Logging operations left the tops, branches and culls in a jackstraw
jumble of "slash" which became a fire hazard. Sawmills produced large
piles of sawdust, slabs, edgings and shavings -- 15 percent of every log
went into sawdust. Some of those residues were used for fuel to
produce power to operate the mills. In large well-operated plants the
rest was consumed in huge black incinerators that burned day and night.
At small temporary mills the sawdust and "left-overs" were left to rot.
There used to be a few minor uses for sawdust. Meat markets -- which
were called "butcher shops" -- and many taverns -- known as "saloons"
-- covered their floors with a fresh layer of sawdust every morning. In
Chicago, big sloping-sided wagons used to rumble around town, even in
the Loop, delivering sawdust from the mills along the South Branch of
the river, near Ashland Avenue Sawdust was packed between the
double walls of icehouses, as insulation, and between the cakes of ice
stored in them. On farms we strewed sawdust in muddy barnyards; and
used small amounts, sprinkled with "coal oil", to start a fire in a stove.
Otherwise, except for stuffing rag dolls, it was considered useless.
Times have changed. Farmers and gardeners are being taught to use
sawdust and chips -- chips are odds and ends of wood ground up in a
machine -- as a source of humus for improving soils; as mulch in
orchards, berry patches and gardens; as bedding for livestock; and as
aggregated in concrete for floors and low walls. They are being molded
by tremendous pressure into "logs" for fireplaces -- sometimes with
chemicals to produce variously colored flames.
Wood residues have become so valuable that most mills dispose of
them for cash and buy coal or oil for fuel!
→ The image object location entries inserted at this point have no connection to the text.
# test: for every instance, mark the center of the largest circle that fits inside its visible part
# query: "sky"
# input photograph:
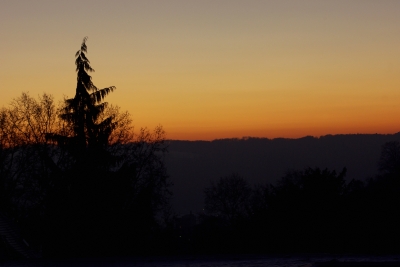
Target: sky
(210, 69)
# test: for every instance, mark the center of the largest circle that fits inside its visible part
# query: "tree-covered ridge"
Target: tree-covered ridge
(75, 177)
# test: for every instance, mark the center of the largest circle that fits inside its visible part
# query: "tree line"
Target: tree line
(312, 210)
(79, 182)
(74, 176)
Tacoma, Washington, uses
sawdust from mills around Puget Sound as fuel for its central heating
plant. Sawdust and chips are being combined with phenolic resins to
form cheap plastics such as those used to make fountain pens and
telephone receivers; they make the "wood flour" which is the filler in
linoleum; they are used to make wallboard and hardwood panels -- such
as Masonite -- of many types for many purposes.
Wood residues are now used extensively in the manufacture of
industrial (ethyl) alcohol, adhesives, wood molasses used in cattle feed,
synthetic yeast and -- believe it or not -- vanilla flavoring for ice cream.
Portable machines are being used after logging operations -- and even
in tracts cut years ago -- to convert the "slash" into chips for paper pulp.
Until some wizard like Luther Burbank produces a square tree, there
will always be wood wastes but we are learning how to use them.